Gina Raimondo, the governor of Rhode Island, announced last week that the state plans to apply toll fees to large commercial trucks anytime they travel through the state. The proposal calls for tolls on class 6 vehicles and up at about 20 locations.
According to Raimondo, the toll would contribute to the $700 million revenue bond to fix and upgrade the damaged roads and bridges in Rhode Island. However, the Rhode Island Truckers Association (RITA) feel that they’re being singled out for a universal problem.
“This is an 11th hour attempt to push through legislation that is inherently unfair - tolling only trucks,” said Pat Thomas of the American Trucking Association. “I know of no other state in the nation that tolls only trucks.”
A recent study by the Congressional Budget Office (CBO), support Raimondo’s bill; truck freights cause more than $58 billion to $129 billion of social damage* per year.
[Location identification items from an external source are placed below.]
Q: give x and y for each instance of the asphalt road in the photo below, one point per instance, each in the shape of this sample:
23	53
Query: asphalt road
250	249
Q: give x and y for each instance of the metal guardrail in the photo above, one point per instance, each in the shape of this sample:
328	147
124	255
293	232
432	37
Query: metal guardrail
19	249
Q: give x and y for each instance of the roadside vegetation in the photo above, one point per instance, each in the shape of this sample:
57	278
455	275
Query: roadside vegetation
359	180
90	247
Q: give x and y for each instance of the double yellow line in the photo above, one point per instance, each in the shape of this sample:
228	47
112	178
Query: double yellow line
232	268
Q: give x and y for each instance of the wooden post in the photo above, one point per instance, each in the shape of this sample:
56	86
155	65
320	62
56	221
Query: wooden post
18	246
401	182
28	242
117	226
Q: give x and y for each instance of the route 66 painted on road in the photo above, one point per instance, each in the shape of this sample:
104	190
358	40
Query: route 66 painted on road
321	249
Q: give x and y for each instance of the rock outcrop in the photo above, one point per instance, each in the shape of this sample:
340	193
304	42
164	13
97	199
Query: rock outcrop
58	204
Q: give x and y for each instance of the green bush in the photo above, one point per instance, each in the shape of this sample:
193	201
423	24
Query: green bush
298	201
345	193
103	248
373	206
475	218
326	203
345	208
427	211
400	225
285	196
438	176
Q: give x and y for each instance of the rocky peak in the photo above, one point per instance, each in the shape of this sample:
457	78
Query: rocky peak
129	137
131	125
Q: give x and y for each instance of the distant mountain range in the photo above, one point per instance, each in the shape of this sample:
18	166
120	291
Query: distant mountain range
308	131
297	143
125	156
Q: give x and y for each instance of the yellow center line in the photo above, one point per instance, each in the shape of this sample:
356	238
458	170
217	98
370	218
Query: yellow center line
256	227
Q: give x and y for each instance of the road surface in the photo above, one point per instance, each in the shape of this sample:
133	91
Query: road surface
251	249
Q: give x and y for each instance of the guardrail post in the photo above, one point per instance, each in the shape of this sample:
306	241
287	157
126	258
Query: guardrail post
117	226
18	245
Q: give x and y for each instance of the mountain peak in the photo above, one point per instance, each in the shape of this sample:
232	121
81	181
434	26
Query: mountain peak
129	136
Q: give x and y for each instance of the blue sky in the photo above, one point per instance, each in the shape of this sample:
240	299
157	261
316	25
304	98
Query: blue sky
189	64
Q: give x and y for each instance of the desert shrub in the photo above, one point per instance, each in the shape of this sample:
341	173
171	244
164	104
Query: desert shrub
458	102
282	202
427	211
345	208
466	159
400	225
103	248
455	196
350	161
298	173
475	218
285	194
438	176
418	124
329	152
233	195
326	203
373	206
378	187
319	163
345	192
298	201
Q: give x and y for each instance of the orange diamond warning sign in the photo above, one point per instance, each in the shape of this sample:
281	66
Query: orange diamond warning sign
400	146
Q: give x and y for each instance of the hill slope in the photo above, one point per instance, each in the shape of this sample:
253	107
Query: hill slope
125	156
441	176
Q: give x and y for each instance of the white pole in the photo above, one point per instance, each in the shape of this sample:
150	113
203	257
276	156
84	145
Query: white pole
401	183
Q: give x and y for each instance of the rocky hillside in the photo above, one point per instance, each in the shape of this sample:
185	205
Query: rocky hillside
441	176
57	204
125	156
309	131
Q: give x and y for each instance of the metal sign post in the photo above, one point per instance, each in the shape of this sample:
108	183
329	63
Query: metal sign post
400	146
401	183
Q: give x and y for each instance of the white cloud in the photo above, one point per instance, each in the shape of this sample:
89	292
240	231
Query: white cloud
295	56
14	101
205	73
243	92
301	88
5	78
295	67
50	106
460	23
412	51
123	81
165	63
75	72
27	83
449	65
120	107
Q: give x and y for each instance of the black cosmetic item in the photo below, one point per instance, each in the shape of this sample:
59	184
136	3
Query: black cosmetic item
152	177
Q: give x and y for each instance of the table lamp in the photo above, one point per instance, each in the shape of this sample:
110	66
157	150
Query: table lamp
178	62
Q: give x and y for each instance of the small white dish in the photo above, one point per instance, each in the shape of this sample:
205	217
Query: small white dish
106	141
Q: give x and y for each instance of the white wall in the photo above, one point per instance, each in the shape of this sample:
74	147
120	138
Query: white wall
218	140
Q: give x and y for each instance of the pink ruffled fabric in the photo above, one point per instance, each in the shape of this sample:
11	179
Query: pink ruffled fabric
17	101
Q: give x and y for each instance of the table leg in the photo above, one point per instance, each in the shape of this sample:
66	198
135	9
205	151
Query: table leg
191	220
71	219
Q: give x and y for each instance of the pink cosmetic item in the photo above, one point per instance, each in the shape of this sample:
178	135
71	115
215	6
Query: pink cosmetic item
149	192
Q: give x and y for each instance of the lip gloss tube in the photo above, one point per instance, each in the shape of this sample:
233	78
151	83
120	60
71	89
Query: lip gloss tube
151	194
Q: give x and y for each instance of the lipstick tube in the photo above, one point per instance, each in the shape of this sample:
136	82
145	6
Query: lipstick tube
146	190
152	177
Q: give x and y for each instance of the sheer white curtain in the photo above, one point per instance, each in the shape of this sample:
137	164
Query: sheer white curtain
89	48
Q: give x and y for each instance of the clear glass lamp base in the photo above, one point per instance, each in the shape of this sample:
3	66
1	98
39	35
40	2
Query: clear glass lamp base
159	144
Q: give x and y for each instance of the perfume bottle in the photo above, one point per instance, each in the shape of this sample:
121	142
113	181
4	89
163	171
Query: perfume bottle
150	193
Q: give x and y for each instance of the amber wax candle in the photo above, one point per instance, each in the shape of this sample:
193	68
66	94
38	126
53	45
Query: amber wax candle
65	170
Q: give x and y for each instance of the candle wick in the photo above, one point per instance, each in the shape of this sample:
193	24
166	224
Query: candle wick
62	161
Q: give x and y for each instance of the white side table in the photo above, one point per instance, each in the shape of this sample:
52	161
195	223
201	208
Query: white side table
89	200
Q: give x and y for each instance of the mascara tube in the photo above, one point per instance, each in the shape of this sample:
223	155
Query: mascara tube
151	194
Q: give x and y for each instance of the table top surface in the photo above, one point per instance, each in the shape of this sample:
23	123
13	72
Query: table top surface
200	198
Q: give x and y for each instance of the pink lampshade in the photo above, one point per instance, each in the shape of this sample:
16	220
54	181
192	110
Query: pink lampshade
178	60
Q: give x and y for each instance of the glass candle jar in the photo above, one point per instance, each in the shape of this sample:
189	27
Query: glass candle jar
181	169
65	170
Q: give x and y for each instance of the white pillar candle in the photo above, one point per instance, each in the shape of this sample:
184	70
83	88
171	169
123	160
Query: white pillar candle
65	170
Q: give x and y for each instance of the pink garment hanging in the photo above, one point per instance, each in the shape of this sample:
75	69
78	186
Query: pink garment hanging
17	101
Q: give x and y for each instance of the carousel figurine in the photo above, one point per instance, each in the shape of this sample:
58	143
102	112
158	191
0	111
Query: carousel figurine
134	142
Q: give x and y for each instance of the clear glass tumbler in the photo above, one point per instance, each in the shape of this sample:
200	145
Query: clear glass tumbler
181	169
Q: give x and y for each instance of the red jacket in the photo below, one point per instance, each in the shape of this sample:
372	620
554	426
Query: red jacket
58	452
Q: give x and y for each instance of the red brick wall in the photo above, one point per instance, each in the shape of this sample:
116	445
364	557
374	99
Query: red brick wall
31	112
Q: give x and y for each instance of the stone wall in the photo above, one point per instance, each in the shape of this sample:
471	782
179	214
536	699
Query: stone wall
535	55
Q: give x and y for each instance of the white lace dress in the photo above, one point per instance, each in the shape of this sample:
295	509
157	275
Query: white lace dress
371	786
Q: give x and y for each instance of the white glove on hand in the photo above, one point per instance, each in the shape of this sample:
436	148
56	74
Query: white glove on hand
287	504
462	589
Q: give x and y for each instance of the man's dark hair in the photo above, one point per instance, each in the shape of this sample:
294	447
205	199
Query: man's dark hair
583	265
These factors include wear and tear on the roads, crashes, congestion and pollution.
However, with RITA strongly voicing their displeasure, the lawmakers have decided to scale back and exempt class 6 and 7 vehicles from the toll and charge trucks only once per day. Originally, smaller trucks such as those carrying oil and trash would have been included, but due to the possibility of smaller, local businesses being taxed, changes were been made.
“Suddenly they take thousands of trucks out of the equation?” asked Christopher Maxwell, the president of RITA. “They’re back peddling.”
The current bill would lead the median toll to be about $6 per location, which leads to a maximum charge of $40-$50 when traveling across the state.
Raimondo is continuing her efforts to adjust the bill in order to accommodate the concerns.
These numbers come from the nation’s 10.6 million trucks generating an estimated 2.2 trillion ton miles travel per year. with the social cost of a truck ranging between 2.62 and 5.86 cents per ton mile.